In a recent NYT op-ed, quoted at his blog Tyler Cowen tries to make a case that the field of economics tends to attract individuals who are libertarian and cosmopolitan in predisposition. He cites several different economists from different centuries who are, indeed, notably libertarian.
In making this assertion he commits sociology. I believe it is possible to know everything there is to know about economics without knowing anything about the sociology of the field of economics. If for every historical example he gives of a libertarian economist there is a counter-example of another economist who is not a libertarian, what becomes of his thesis? That he does not cite non-libertarian economists does not prove that they did or do not exist. It only suggests confirmation bias. Is Paul Krugman notably libertarian?
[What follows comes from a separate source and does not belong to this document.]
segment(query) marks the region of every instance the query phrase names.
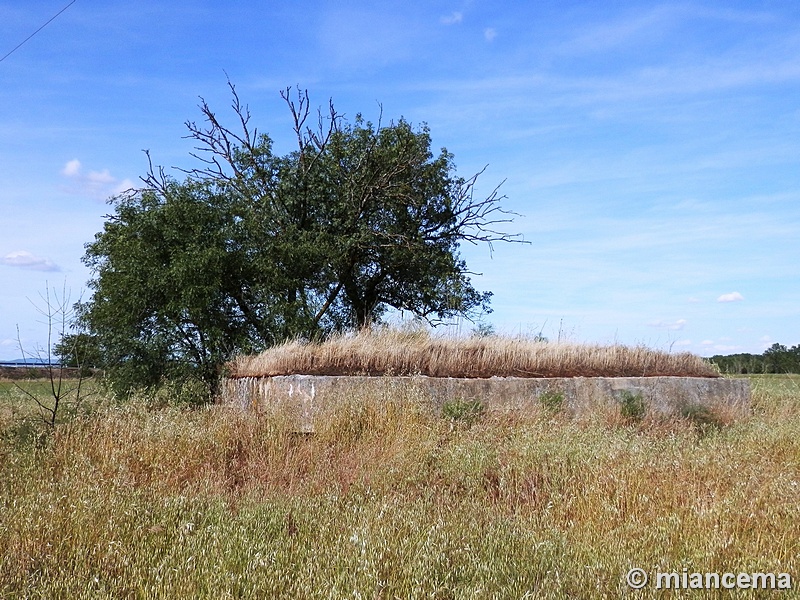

I think, contrariwise, that as with the other social sciences economics attracts individuals who are interested in influencing human behavior and by influencing human behavior having an effect on the future. That means that those fields tend to attract progressives. I would be willing to bet a shiny new dime that for every libertarian economist teaching in U. S. institutions of higher education today there are five progressive economists. Maybe more.